Sen. Dick Durbin (D-Ill.) has introduced “The Protecting Taxpayers in Transportation Asset Transfers Act,” that would require public involvement before major transportation projects could be leased or sold. The legislation would make it difficult for states and cities to lease public transportation assets to private investors, a practice that has been used successfully in some states to entice private investment. In this scenario, the federal government would be reimbursed for any funds used to build a facility before a deal to lease it could be made. Additionally, the disclosure of any depreciation or other tax benefits to private investors and estimates of savings would be required. It would only apply to existing transportation assets and is not meant to affect new privatization proposals.
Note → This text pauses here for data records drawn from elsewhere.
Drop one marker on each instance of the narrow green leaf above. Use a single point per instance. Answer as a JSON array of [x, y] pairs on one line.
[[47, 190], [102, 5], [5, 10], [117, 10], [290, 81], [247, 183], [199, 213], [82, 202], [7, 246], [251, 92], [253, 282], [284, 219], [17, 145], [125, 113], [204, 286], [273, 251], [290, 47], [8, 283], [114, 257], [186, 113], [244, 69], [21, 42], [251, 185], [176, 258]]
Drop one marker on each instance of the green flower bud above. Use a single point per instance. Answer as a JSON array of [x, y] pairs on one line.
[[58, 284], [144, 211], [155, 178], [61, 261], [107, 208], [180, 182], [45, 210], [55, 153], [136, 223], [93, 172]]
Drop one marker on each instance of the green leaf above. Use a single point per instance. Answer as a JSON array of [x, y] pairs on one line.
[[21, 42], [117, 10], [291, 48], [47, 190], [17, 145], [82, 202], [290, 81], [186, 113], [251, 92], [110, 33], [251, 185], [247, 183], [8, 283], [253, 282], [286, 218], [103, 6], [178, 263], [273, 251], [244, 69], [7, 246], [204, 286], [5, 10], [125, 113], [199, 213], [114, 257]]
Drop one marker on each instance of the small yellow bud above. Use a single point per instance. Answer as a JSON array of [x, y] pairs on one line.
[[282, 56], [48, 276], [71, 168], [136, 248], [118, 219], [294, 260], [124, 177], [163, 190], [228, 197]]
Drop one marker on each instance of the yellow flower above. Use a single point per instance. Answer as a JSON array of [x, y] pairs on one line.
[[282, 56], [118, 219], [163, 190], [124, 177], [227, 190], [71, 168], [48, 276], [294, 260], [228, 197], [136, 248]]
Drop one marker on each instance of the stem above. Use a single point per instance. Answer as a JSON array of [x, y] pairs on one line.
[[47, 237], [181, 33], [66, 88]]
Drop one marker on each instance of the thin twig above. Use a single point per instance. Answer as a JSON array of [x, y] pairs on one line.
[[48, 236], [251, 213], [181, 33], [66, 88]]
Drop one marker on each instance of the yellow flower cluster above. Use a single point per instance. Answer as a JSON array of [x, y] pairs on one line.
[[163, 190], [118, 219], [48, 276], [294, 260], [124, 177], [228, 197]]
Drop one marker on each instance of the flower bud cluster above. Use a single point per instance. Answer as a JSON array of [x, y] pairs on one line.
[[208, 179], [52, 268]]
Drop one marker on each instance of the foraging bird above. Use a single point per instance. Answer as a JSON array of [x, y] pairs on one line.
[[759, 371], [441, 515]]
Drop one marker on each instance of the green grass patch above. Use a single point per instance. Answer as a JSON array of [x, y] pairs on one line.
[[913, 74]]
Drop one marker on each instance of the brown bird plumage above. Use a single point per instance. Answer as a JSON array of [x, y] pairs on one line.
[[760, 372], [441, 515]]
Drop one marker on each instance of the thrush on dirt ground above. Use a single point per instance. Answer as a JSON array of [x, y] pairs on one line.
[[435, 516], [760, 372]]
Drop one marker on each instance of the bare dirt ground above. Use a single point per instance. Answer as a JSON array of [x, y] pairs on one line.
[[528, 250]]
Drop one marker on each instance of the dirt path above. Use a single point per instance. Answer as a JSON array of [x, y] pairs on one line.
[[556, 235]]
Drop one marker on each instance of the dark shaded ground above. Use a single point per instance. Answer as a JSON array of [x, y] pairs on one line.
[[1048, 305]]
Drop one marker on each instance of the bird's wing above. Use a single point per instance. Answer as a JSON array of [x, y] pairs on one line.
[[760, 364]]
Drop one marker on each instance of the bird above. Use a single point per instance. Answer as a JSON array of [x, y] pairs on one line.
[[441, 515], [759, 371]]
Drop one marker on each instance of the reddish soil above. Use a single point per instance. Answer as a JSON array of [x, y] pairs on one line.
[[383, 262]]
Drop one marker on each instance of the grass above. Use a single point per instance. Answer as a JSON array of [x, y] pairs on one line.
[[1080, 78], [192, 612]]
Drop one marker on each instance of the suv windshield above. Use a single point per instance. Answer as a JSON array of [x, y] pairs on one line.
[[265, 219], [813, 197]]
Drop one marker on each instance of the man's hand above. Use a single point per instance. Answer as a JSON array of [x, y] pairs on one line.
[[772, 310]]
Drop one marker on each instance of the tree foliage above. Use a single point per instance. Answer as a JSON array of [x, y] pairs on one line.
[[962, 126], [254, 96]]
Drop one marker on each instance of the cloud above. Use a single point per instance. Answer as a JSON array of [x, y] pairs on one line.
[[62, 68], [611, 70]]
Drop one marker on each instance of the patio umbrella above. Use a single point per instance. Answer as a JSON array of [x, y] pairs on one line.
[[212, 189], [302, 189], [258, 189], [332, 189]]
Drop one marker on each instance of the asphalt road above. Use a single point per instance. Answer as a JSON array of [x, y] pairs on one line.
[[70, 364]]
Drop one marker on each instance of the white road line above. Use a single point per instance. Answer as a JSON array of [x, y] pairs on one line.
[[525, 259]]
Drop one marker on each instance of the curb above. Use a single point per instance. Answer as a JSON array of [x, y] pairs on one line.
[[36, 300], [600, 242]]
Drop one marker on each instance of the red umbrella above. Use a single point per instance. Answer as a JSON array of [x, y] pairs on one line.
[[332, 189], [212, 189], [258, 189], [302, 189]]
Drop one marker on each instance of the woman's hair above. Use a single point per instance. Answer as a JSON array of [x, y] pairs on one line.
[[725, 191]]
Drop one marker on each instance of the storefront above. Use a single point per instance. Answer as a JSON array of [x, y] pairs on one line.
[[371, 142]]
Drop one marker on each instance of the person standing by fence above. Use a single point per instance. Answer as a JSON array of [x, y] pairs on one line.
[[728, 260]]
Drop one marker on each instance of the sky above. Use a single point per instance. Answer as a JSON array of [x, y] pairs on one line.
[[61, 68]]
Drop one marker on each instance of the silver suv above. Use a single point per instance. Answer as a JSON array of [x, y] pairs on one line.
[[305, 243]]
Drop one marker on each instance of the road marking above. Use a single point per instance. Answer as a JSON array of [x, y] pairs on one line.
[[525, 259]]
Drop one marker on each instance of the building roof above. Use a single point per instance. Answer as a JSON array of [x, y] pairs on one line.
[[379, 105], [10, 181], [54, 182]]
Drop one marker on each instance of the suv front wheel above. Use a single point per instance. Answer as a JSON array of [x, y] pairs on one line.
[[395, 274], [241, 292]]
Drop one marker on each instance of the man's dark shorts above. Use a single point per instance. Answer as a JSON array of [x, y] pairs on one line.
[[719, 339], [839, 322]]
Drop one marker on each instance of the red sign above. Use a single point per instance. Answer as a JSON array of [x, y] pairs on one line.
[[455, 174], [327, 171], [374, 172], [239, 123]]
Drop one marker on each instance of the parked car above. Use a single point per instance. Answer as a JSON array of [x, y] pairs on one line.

Sen. Mark Kirk (R-Ill.) introduced “The Lincoln Legacy Development Act,” legislation that would remove federal restrictions on public-private partnerships while requiring that sale or lease proceeds be reinvested in infrastructure. Some of the bill’s features include:
- Increased annual funding for the Transportation Infrastructure Finance and Innovation Act (TIFIA) program from $122 million to $750 million;
- Creation of a Private-Public Partnership Challenge Grant Program encouraging states to pass legislation enabling private-public partnerships;
- Additional resources for the Highway Trust Fund to pay for expansion via a half-percentage point decrease in federal civilian pay growth and a surcharge on safety rest area development;
- Removed caps on interstate tolling pilot programs, encouraging greater local control of highway financing;
- Allowance of commercialization of safety rest areas, providing additional resources to states with budget shortfalls;
- Ensuring taxpayer accountability by requiring proceeds of leases, concessions or sales of highways to be reinvested in infrastructure; and
- Lifted caps on highway private activity bonds to provide additional financing options for projects.